O Governo Federal confirmou, nesta quinta-feira (19), o novo valor do salário mínimo para 2026. Seguindo a política de valorização retomada nos últimos anos, o piso nacional terá um reajuste que combina a reposição da inflação (INPC) com o crescimento do PIB de dois anos anteriores. A medida, que já era aguardada pelo mercado financeiro e sindicatos, visa garantir o poder de compra da população e aquecer o consumo interno.
O Novo Valor: A partir de 1º de janeiro de 2026, o salário mínimo passará a ser de R$ 1.620,00. O montante representa um aumento percentual significativo em relação ao valor vigente em 2025, consolidando o compromisso de oferecer um ganho real (acima da inflação) aos trabalhadores da iniciativa privada e servidores públicos que recebem o piso.

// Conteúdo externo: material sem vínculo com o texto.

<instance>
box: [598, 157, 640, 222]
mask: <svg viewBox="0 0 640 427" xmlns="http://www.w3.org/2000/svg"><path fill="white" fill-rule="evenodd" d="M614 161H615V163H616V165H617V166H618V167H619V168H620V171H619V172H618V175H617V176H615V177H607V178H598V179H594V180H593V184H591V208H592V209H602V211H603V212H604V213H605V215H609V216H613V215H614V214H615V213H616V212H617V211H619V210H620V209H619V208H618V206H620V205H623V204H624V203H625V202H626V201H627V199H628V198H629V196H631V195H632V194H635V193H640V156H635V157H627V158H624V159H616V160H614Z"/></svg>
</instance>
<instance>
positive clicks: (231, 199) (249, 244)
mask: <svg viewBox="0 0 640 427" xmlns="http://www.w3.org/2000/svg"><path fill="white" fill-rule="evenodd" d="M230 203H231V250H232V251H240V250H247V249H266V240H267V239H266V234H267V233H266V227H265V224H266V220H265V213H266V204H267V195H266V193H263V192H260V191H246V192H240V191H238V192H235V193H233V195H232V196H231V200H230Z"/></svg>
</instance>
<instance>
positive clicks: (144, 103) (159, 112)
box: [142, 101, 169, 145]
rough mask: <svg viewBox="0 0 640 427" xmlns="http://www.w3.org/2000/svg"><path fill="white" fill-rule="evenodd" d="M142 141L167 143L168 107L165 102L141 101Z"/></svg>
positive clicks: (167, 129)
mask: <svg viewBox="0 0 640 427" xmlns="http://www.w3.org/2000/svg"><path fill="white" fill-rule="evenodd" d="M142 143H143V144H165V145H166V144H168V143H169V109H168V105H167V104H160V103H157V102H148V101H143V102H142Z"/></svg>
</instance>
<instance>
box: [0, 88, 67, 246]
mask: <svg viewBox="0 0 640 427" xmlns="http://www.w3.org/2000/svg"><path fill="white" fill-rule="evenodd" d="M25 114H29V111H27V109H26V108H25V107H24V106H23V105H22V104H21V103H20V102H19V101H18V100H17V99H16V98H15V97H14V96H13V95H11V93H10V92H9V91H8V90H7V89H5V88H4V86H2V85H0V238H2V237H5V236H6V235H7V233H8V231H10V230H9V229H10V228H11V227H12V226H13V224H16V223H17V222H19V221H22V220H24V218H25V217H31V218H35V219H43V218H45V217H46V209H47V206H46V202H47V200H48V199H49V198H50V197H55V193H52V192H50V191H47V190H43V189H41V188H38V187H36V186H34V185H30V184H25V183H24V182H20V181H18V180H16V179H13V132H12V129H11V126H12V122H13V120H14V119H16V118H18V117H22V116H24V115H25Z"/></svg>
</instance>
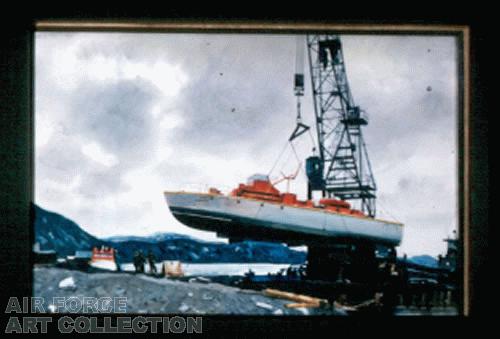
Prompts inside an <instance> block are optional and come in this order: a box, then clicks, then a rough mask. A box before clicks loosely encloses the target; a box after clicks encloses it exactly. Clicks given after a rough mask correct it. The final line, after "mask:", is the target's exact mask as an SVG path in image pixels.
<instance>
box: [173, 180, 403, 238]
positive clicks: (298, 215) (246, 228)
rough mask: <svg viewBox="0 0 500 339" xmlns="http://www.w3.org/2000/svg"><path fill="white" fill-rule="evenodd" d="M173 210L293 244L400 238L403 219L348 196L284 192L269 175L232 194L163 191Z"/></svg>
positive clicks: (215, 230)
mask: <svg viewBox="0 0 500 339" xmlns="http://www.w3.org/2000/svg"><path fill="white" fill-rule="evenodd" d="M164 195H165V199H166V201H167V204H168V206H169V208H170V210H171V212H172V214H173V215H174V216H175V218H177V219H178V220H179V221H180V222H181V223H183V224H185V225H187V226H190V227H193V228H196V229H200V230H205V231H213V232H217V233H218V234H219V235H221V236H225V237H229V238H230V239H231V238H233V239H245V238H247V239H256V240H267V241H280V242H285V243H288V244H290V245H295V244H297V245H300V244H308V243H311V242H313V241H314V242H320V243H325V242H327V241H336V242H338V241H349V242H351V241H353V240H355V241H356V240H357V241H368V242H372V243H380V244H384V245H388V246H397V245H399V244H400V242H401V239H402V234H403V225H402V224H401V223H397V222H391V221H386V220H380V219H374V218H371V217H368V216H365V215H363V214H362V213H361V212H360V211H356V210H353V209H351V208H350V206H349V204H348V203H347V202H345V201H341V200H340V201H339V200H335V199H323V200H322V201H321V202H322V204H320V205H319V206H315V205H314V204H313V203H312V201H299V200H297V199H296V196H295V195H294V194H290V193H280V192H279V191H278V190H276V189H275V188H274V186H272V184H271V183H270V182H269V180H266V179H262V178H260V180H253V181H251V182H249V184H247V185H243V184H240V186H239V187H238V188H237V189H235V190H234V191H233V192H232V193H231V194H230V195H222V194H220V192H218V191H217V190H214V189H211V190H210V192H209V193H189V192H164Z"/></svg>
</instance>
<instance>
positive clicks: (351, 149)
mask: <svg viewBox="0 0 500 339" xmlns="http://www.w3.org/2000/svg"><path fill="white" fill-rule="evenodd" d="M306 40H307V50H308V57H309V69H310V76H311V84H312V93H313V100H314V111H315V118H316V119H315V120H316V131H317V142H318V153H319V154H318V155H312V156H310V157H309V158H307V159H306V174H307V177H308V198H309V199H311V197H312V193H313V192H314V191H321V193H322V196H323V197H337V198H340V199H342V200H348V201H349V200H354V202H355V203H356V202H357V204H358V205H359V206H358V207H359V209H361V210H362V211H363V212H364V213H365V214H366V215H368V216H370V217H375V214H376V204H375V200H376V190H377V186H376V183H375V179H374V176H373V172H372V169H371V164H370V160H369V158H368V152H367V149H366V144H365V142H364V139H363V133H362V132H363V131H362V127H363V126H366V125H367V124H368V116H367V114H366V112H365V111H363V110H361V108H360V107H359V106H357V105H356V104H355V103H354V99H353V96H352V93H351V90H350V87H349V82H348V80H347V73H346V68H345V63H344V56H343V53H342V43H341V40H340V38H339V36H338V35H332V34H330V35H308V36H307V38H306ZM303 86H304V82H303V75H301V74H297V73H296V74H295V95H296V96H297V99H299V95H302V94H303V92H304V90H303ZM298 102H299V101H298ZM298 108H300V104H299V103H298ZM298 114H299V115H298V118H300V111H299V113H298ZM299 123H301V122H300V121H298V125H297V129H299V128H301V127H302V126H301V125H299ZM301 129H302V130H303V129H305V128H304V127H302V128H301Z"/></svg>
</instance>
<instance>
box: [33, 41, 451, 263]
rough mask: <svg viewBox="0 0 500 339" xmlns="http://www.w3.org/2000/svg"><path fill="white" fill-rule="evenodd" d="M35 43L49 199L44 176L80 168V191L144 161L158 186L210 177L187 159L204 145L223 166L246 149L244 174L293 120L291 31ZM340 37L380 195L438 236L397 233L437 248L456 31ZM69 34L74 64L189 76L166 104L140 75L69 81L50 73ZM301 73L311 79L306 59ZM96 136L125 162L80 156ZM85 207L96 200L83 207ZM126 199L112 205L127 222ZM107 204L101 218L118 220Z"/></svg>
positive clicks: (449, 173)
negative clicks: (81, 148)
mask: <svg viewBox="0 0 500 339" xmlns="http://www.w3.org/2000/svg"><path fill="white" fill-rule="evenodd" d="M37 42H38V43H37V51H39V52H38V53H37V68H36V72H37V73H36V76H37V114H38V112H41V113H40V114H41V116H44V117H51V118H53V119H54V120H57V119H59V118H60V119H59V120H60V121H61V123H60V126H59V127H60V128H59V129H57V132H56V133H55V134H54V135H53V136H52V139H51V140H50V142H49V143H47V144H46V145H44V146H42V147H39V148H38V149H37V152H38V156H37V178H40V179H37V188H38V189H39V190H40V191H43V190H44V189H46V190H47V192H48V193H46V194H45V195H43V196H44V197H45V198H44V199H49V198H48V196H49V195H50V194H54V187H50V188H44V187H45V186H46V187H49V186H48V184H47V182H48V181H47V180H49V179H50V180H51V181H59V182H62V183H64V182H67V183H70V182H72V181H73V180H74V179H75V177H76V176H77V175H78V174H80V175H81V181H80V186H79V188H78V189H77V190H76V193H75V194H78V195H81V196H82V197H84V198H87V199H90V198H91V197H93V196H97V197H101V198H104V197H107V198H111V199H113V198H114V197H117V196H118V195H117V194H119V193H124V192H127V191H128V190H130V189H131V187H130V186H129V185H128V184H125V182H124V180H123V178H124V176H126V175H127V174H128V173H130V171H131V170H134V169H140V168H142V167H147V166H152V168H153V169H152V172H151V173H152V174H154V175H155V176H157V177H159V178H160V179H159V182H160V183H161V184H162V185H165V186H166V187H168V186H169V185H170V184H171V183H173V182H174V183H175V182H196V181H199V182H202V183H203V182H209V181H210V180H212V179H213V177H214V176H217V173H206V171H207V170H206V168H208V167H207V164H205V163H203V160H199V162H193V158H194V159H197V158H200V159H202V158H203V156H210V157H212V158H213V159H214V161H220V163H221V166H229V165H226V164H230V163H231V162H230V161H231V160H233V159H235V158H238V159H240V160H242V161H248V168H234V169H232V170H233V172H238V173H241V175H242V176H244V175H250V174H252V173H245V172H246V171H250V168H252V169H255V168H262V171H263V172H265V171H267V170H268V169H269V168H270V166H271V164H272V163H273V161H274V160H275V158H276V157H277V156H278V153H279V151H280V150H281V148H282V147H283V144H284V142H285V141H286V140H287V138H288V136H289V135H290V133H291V131H292V130H293V128H294V125H295V121H294V119H295V114H296V111H295V98H294V97H293V92H292V78H293V72H294V71H295V60H294V56H295V38H294V37H291V36H287V35H282V36H278V35H258V36H256V35H253V36H252V35H219V34H159V35H147V34H70V35H59V34H41V35H40V34H39V35H37ZM343 42H344V56H345V58H346V63H347V72H348V78H349V81H350V84H351V89H352V91H353V95H354V98H355V101H356V102H357V103H358V104H359V105H360V106H361V107H362V108H363V109H365V110H366V111H367V112H368V113H369V115H370V124H369V125H368V127H367V128H366V129H365V133H364V134H365V137H366V141H367V144H368V150H369V153H370V160H371V162H372V166H373V168H374V171H375V177H376V180H377V183H378V187H379V197H380V198H381V199H380V206H381V207H382V205H383V207H384V208H385V209H388V210H389V211H388V212H393V214H394V215H395V216H396V215H397V216H398V217H399V218H400V219H401V220H403V221H405V222H406V223H407V224H408V225H409V226H408V227H409V229H410V231H409V233H408V234H410V235H411V237H415V236H417V237H419V233H418V232H417V231H415V230H416V229H418V230H419V232H421V233H420V234H421V235H420V237H421V238H419V239H422V242H424V239H425V242H428V239H431V238H433V235H434V239H435V241H434V242H433V243H432V245H431V244H429V243H425V244H421V245H418V240H415V239H414V238H412V239H410V240H405V241H406V243H407V244H409V245H405V246H410V248H413V249H415V251H417V250H418V249H417V247H415V246H422V248H428V249H429V251H431V252H432V253H436V251H438V249H440V248H442V242H441V239H440V238H441V237H442V234H443V233H445V232H446V230H447V229H449V225H450V223H453V220H454V213H455V201H456V200H455V197H454V194H455V191H454V189H455V187H456V183H455V177H454V175H455V173H452V172H453V169H454V166H455V160H454V157H455V154H456V153H454V152H455V151H456V145H455V123H456V122H455V121H456V115H457V112H456V110H457V106H456V99H457V98H456V86H457V77H456V74H455V73H456V70H457V66H456V60H455V56H456V53H457V52H456V45H455V41H454V39H453V38H450V37H430V36H429V37H407V36H383V37H375V36H346V37H344V38H343ZM66 44H67V45H71V46H76V47H75V48H76V51H75V53H76V57H77V60H78V62H79V63H82V64H84V63H86V62H90V61H92V60H94V61H95V60H96V58H97V57H100V58H105V59H106V58H107V59H110V60H114V61H116V62H117V64H120V63H121V62H130V61H132V62H140V63H145V64H147V65H148V67H149V66H150V67H152V68H153V67H155V64H156V63H158V62H165V63H168V64H169V65H174V66H177V67H179V68H180V69H182V71H183V72H184V73H185V74H186V76H187V82H186V85H185V87H183V88H182V89H181V91H180V93H179V95H178V96H176V97H174V98H172V99H171V100H169V101H168V103H162V100H163V99H164V98H163V97H162V94H161V92H160V91H159V90H160V89H159V88H157V87H155V85H154V84H153V83H152V82H151V81H149V80H147V79H145V78H141V77H138V78H136V79H109V80H96V79H92V78H89V77H85V76H83V77H82V79H85V80H84V81H81V82H79V83H77V84H76V85H75V86H74V88H64V87H61V86H60V83H59V81H60V79H58V78H57V77H55V76H54V75H53V74H54V73H56V72H55V71H56V70H57V66H58V65H57V62H55V61H54V57H53V56H52V57H51V56H50V51H51V49H54V48H56V47H58V46H66ZM305 75H306V79H307V78H308V76H309V75H308V72H307V68H306V74H305ZM429 86H430V87H431V90H430V91H428V90H427V88H428V87H429ZM310 95H311V93H310V84H309V81H307V82H306V97H304V100H303V117H304V121H305V122H306V123H308V124H310V125H311V126H313V125H314V121H313V119H314V118H313V116H314V114H313V106H312V100H311V97H310ZM158 104H160V105H161V109H162V111H161V114H160V116H157V117H155V116H153V114H151V113H152V109H153V107H155V105H158ZM52 111H53V112H54V113H52ZM175 115H180V118H182V120H183V124H181V125H180V126H178V127H175V128H172V129H169V130H168V131H166V132H165V131H163V130H160V129H159V128H158V126H159V125H160V122H161V121H162V119H164V118H165V119H168V117H170V116H172V117H173V118H174V116H175ZM56 118H57V119H56ZM37 127H38V126H37ZM64 133H66V134H64ZM313 134H314V135H315V131H314V132H313ZM305 139H309V137H308V136H306V137H303V138H302V139H301V140H299V141H298V143H302V144H303V145H302V146H304V145H305V144H307V147H306V146H304V147H302V148H301V147H298V149H299V150H300V156H301V157H303V158H305V157H306V156H307V155H308V153H307V152H308V151H309V150H310V146H309V145H310V140H305ZM90 142H97V143H99V145H100V146H101V147H102V148H103V149H104V150H105V151H106V152H108V153H110V154H112V155H114V156H115V157H116V158H117V159H118V160H119V163H118V164H117V165H115V166H111V167H110V168H105V167H103V166H102V165H98V164H96V163H95V162H93V161H92V160H91V159H89V158H88V157H86V156H85V155H84V154H82V152H81V147H82V146H83V145H85V144H86V143H90ZM163 147H169V148H170V149H171V151H172V152H171V153H168V152H165V154H163V153H160V154H159V155H160V159H159V160H155V159H156V155H158V153H157V152H159V151H160V152H161V151H162V150H163ZM167 153H168V154H167ZM188 156H189V158H190V159H188ZM291 159H292V160H294V157H293V156H292V157H291ZM293 166H296V165H295V164H294V165H293ZM244 173H245V174H244ZM238 175H239V174H238ZM242 179H244V178H242ZM220 180H221V181H224V178H221V179H220ZM228 184H229V183H228ZM236 184H237V183H236V182H234V183H231V185H236ZM163 188H164V187H158V190H159V191H161V190H162V189H163ZM49 191H50V192H52V193H50V192H49ZM61 194H63V193H62V192H61ZM64 194H65V196H71V195H70V194H69V193H68V192H65V193H64ZM117 199H118V198H117ZM145 199H146V200H147V197H145ZM42 202H43V201H42ZM60 205H61V206H62V205H63V202H61V203H60ZM82 208H86V209H87V210H88V211H89V213H91V211H92V208H91V207H90V206H86V207H82ZM121 212H122V211H119V210H117V211H109V214H110V215H112V214H113V213H114V214H115V215H116V216H115V219H114V220H115V221H118V220H120V221H122V220H123V219H121V218H119V217H118V215H121V214H120V213H121ZM131 213H132V212H131ZM74 215H76V216H78V215H81V216H83V215H84V213H83V212H81V213H80V214H79V213H76V212H75V213H74ZM110 215H108V216H107V217H106V220H107V221H106V222H107V223H108V224H112V223H113V217H112V216H110ZM82 218H83V217H82ZM130 218H131V220H132V219H133V220H134V221H135V222H137V223H140V222H141V214H140V213H136V212H133V213H132V214H131V215H130ZM87 220H88V219H87ZM450 220H451V221H450ZM412 227H413V228H412ZM443 230H444V231H443ZM406 248H407V247H406Z"/></svg>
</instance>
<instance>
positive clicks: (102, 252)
mask: <svg viewBox="0 0 500 339" xmlns="http://www.w3.org/2000/svg"><path fill="white" fill-rule="evenodd" d="M91 260H92V262H96V261H102V260H106V261H113V262H114V261H115V250H114V248H111V247H106V246H102V247H101V248H97V247H94V248H93V249H92V259H91Z"/></svg>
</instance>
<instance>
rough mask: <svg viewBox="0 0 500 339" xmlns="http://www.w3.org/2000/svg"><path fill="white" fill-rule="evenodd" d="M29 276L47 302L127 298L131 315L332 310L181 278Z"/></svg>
mask: <svg viewBox="0 0 500 339" xmlns="http://www.w3.org/2000/svg"><path fill="white" fill-rule="evenodd" d="M33 275H34V296H35V297H43V298H44V300H45V302H46V304H50V301H51V300H53V298H54V297H97V298H99V297H126V298H127V303H126V304H127V313H135V314H137V313H157V314H159V313H170V314H240V315H305V314H306V315H307V314H336V313H334V311H332V310H320V309H311V308H309V309H305V308H299V309H289V308H286V307H285V305H286V304H289V303H292V301H289V300H283V299H276V298H269V297H267V296H265V295H263V294H262V293H260V292H259V291H253V290H243V289H238V288H235V287H229V286H225V285H221V284H217V283H201V282H183V281H178V280H171V279H167V278H154V277H151V276H146V275H144V274H130V273H113V272H102V273H101V272H99V273H86V272H81V271H74V270H68V269H63V268H56V267H35V268H34V272H33ZM69 277H72V279H73V281H74V286H67V287H64V288H60V287H59V283H60V282H61V281H63V280H64V279H67V278H69ZM70 285H72V284H71V283H70ZM47 306H48V305H45V307H46V309H47Z"/></svg>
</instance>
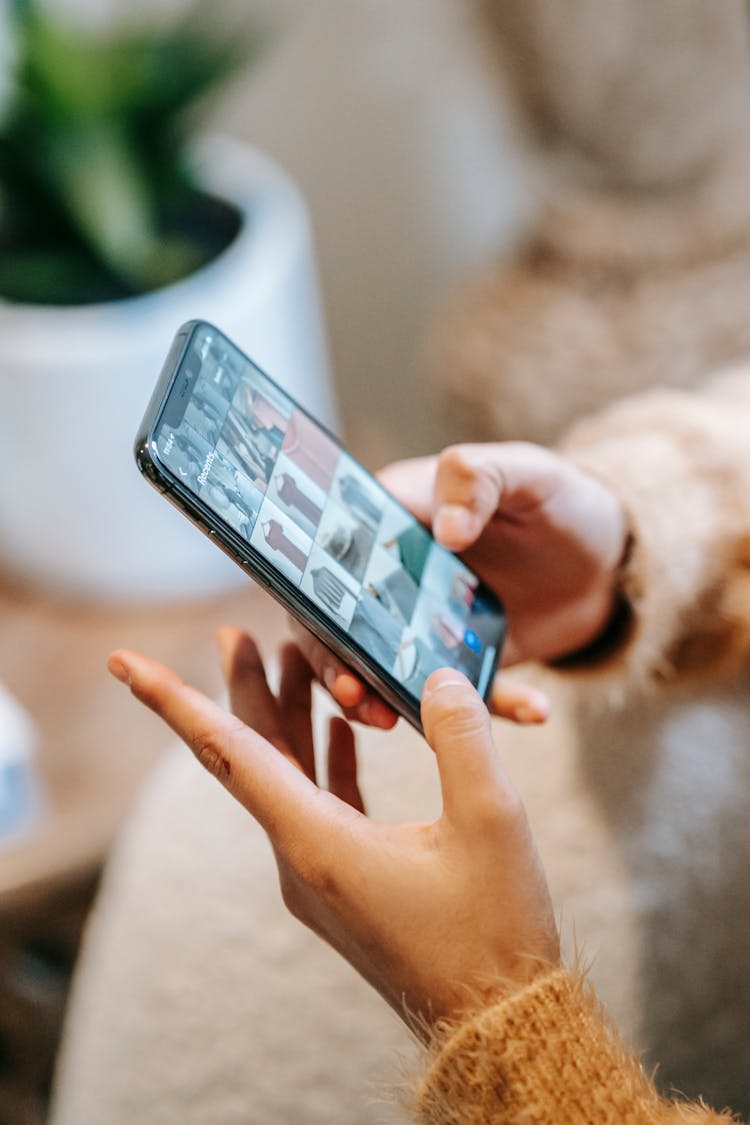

Impacto nas Contas Públicas: O reajuste do mínimo é o principal indexador da economia brasileira. Com a mudança, o teto do INSS, o PIS/Pasep, o Seguro-Desemprego e o Benefício de Prestação Continuada (BPC) também sofrerão reajustes proporcionais. Estima-se que cada R$ 1,00 de aumento no salário mínimo gere um impacto de aproximadamente R$ 400 milhões nas despesas anuais da União.
Cálculo da Valorização: A fórmula utilizada para o cálculo leva em conta a variação do Índice Nacional de Preços ao Consumidor (INPC) acumulada nos 12 meses anteriores, somada ao crescimento do Produto Interno Bruto (PIB) de 2024. Especialistas apontam que essa previsibilidade ajuda as empresas no planejamento de suas folhas de pagamento.
Reação do Mercado: Economistas alertam que, embora o aumento seja positivo para o consumo das famílias, o governo precisará manter um controle rígido sobre o arcabouço fiscal para evitar que o aumento de gastos públicos gere pressões inflacionárias ao longo do ano.